About
Richard Stone
Tank is proud to present the solo exhibition, idir eathara, by multi- disciplinary artist Richard Stone.
idir eathara - an ancient Celtic term describes a boundary as neither one place nor another, but the space between the two, a temporal or transformative space that the artist envisages the self or body passing through.
Working with sharp contrasts of light and dark and oscillations of scale, Stone presents a series of bold and dynamic new installation based works across both floors of Tank Gallery that explores this.
On the ground floor, a small, delicate monochrome painting of a ditch is symbolically intertwined and echoed in shape and configuration by an expansive mound of salt across the floor, both a preservative and corrosive loaded with physical, historical and mythological meaning.
Through his interpretive scope, Stone conjures somewhere placeless like a heath or the sea, symbiotically tracing an absence of self or physical body, a weightlessness or placelessness within the gallery space and beyond its walls.
Upstairs, Stone evokes a different transience, creating an amplified twilight by obscuring the windows on opposite sides of the gallery with sheets of black glass. The once daylight infused space becomes imbued with the reflections and shadows of the viewer doubling.
A small sculptural work emphasises this duality with two small identical porcelain birds placed on the floor facing each other, their heads cloaked in amorphous halos of black wax, caught somewhere between twilight and daybreak, imprisonment and freedom.
In a final seductive reworking of the skeletal form of the loft beams, Stone works with fragments of gold leaf, embellishing the beams as imagined rays of disappearing or emerging golden light, into night or revealing a day anew.

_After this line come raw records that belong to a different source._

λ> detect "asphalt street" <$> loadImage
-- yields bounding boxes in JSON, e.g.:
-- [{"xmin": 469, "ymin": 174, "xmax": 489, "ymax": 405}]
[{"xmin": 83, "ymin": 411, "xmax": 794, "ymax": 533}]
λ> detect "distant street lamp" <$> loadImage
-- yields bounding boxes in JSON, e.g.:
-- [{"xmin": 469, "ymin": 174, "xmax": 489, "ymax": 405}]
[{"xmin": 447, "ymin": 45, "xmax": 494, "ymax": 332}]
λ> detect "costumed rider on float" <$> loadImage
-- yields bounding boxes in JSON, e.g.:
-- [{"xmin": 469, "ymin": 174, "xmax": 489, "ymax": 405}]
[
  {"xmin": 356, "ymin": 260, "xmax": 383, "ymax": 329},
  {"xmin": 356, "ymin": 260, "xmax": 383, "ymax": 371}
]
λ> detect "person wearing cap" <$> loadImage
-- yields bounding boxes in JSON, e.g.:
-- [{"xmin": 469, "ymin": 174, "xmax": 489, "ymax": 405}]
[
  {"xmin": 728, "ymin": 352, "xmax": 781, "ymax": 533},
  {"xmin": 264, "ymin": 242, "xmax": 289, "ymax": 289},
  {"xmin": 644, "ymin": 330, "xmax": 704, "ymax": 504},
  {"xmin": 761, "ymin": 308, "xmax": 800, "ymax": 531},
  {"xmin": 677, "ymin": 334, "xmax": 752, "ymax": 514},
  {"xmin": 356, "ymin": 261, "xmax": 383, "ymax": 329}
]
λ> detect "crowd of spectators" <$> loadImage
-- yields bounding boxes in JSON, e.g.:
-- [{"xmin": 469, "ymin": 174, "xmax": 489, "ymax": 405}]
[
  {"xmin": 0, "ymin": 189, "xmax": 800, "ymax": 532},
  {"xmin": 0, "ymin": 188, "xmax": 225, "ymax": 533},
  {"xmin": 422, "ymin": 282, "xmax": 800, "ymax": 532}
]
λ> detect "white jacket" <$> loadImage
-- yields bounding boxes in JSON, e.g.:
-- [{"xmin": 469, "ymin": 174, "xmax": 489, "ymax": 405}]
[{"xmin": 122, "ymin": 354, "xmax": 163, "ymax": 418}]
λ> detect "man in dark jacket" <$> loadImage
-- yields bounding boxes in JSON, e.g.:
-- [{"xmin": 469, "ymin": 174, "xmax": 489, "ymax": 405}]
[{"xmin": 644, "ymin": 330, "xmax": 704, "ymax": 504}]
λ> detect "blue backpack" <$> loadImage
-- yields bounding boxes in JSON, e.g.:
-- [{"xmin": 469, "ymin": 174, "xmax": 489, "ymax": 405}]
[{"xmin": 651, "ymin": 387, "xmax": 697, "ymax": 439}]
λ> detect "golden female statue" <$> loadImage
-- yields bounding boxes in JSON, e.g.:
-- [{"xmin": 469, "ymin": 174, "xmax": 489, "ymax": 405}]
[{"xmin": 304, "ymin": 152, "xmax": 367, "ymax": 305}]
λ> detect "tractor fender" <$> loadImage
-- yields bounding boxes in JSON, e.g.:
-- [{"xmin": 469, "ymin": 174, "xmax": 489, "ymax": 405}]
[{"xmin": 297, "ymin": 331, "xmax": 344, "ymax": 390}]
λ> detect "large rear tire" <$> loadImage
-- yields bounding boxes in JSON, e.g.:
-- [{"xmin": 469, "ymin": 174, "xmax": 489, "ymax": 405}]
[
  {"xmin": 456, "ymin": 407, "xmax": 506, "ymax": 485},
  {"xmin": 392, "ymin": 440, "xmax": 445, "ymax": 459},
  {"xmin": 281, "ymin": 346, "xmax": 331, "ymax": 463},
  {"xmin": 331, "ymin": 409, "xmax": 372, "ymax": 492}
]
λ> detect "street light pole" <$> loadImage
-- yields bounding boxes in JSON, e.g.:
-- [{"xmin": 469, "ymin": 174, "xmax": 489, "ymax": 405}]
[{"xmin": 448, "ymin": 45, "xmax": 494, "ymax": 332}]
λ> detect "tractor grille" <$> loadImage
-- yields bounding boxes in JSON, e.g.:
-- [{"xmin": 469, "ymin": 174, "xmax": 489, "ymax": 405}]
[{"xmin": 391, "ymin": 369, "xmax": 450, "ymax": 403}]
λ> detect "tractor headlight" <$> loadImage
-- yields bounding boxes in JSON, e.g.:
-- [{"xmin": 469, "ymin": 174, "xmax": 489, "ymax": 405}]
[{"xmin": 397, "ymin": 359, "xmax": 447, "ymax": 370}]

Based in London, Stone's object, installation and site-specific based works have been shown at Schwartz Gallery, Beaconsfield and the University of the Arts as well as at further galleries and sites in the UK and abroad.
Tank Gallery, 80 Ladywell Road, London, SE13 7EH | Train: approximately 10 minutes from Charing Cross, London Bridge and Waterloo East | Overland: New Cross/New Cross Gate then 136 bus to Ladywell Road. Tank Gallery is part of the South London Art Map
More about the artist:
Stone's work materialises in many forms from objects and installation through to site-specific works. These have been shown at Schwartz Gallery and Beaconsfield in London as well as at further galleries and sites in the UK and abroad. He has recently been selected for the Threadneedle Prize 2011.